Ahh, look at what I'm doing. Shut up, Hefner, go to sleep. See SIN CITY tomorrow, that'll help.
thehefner: (Rorschach)
I'm sure there are more and better choices than these, but there you go. EDIT: It occurs to me I should have waited for more people to guess before I responded to the first two. Ah well. If you WERE gonna guess someone else, feel free to post it, since I'd love to see who you would have thought I'd have liked.

-List ten of your favourite movies/books/television shows.
-Have your friends comment and try to guess which character is your favourite. (if I've got more than one, the # is in parentheses
-When guessed, bold the title, post the correct answer, and explain (briefly) why.
-Pass this on like a communicable disease.

1.) WATCHMEN (book)
- Rorschach. He's uber-right-wing, psychotic, cynical, and deeply nihilistic, but his uncomporomising determination to do the right thing (with no superpowers at his disposal) coupled with the creepy bad-assedness of the character makes him one of my all-time favorites.

2.) ONCE UPON A TIME IN THE WEST (movie)

3.) THE ICEMAN COMETH (play/movie)

4.) CLOSER (play/movie)
- Larry. He's every dark, evil, hurt, manipulative, toying, vindinctive thought and feeling that I had deep within but would never let myself become.
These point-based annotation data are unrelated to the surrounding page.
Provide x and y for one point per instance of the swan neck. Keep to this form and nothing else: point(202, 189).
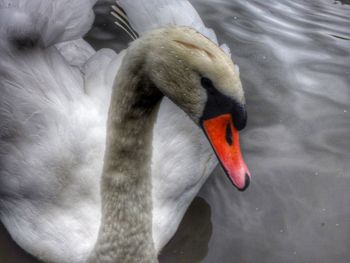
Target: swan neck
point(125, 233)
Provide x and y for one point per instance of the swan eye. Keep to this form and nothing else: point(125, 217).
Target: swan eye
point(207, 84)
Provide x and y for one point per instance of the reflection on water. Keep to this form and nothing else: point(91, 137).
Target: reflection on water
point(190, 244)
point(294, 59)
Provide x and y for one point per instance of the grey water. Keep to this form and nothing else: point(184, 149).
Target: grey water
point(294, 59)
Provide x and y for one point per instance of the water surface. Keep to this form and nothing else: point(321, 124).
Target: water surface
point(294, 59)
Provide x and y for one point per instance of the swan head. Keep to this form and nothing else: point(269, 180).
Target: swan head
point(202, 80)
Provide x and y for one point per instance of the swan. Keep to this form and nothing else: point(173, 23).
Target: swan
point(49, 128)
At least, not to the extent that Larry does. I've never been willing to fuck anybody over just because of my own hurt. Still, he's fun as hell to watch.

5.) L.A. CONFIDENTIAL (book/movie)

6.) A MIGHTY WIND (movie)
- Mitch. I'm not even sure what I can say about him. The character just kind of speaks for himself, and if you don't get it, I don't suppose I can blame you.

7.) GANGS OF NEW YORK (movie)
- Bill the Butcher, as if anyone couldn't guess. He was so badass, charming, charismatic, and complex, it was almost easy to forget he was an evil racist bastard. He was the real hero of the movie, and even at the end he had more true honor and strength than Leo did. Now, if the movie had been about Bill vs. Liam Neeson's Priest, that would have been a match and a movie worthy of an Oscar.

8.) CASABLANCA (movie)
-Louis Renault. Claude Rains, what a magnificent bastard you are. Charming, self-serving, corrupt, but with a heart of... well, bronze, at least.

9.) SIN CITY (comics/movie)
- Hartigan. I love Marv, but when it comes down to it, I think Hartigan might be the only true hero of Sin City. The only one not motivated by vengeance or mere survival, an honest cop to the end, sacrificing everything to keep one person safe. It just appeals to the redemption-seeker in me, I guess.

10.) BATMAN: THE ANIMATED SERIES (show)
- Harvey Dent. Not just as Two-Face, Harvey's my favorite comics character, fully realized in the show, thanks in large part to Richard Moll (yes, Bull from NIGHT COURT)'s performance(s).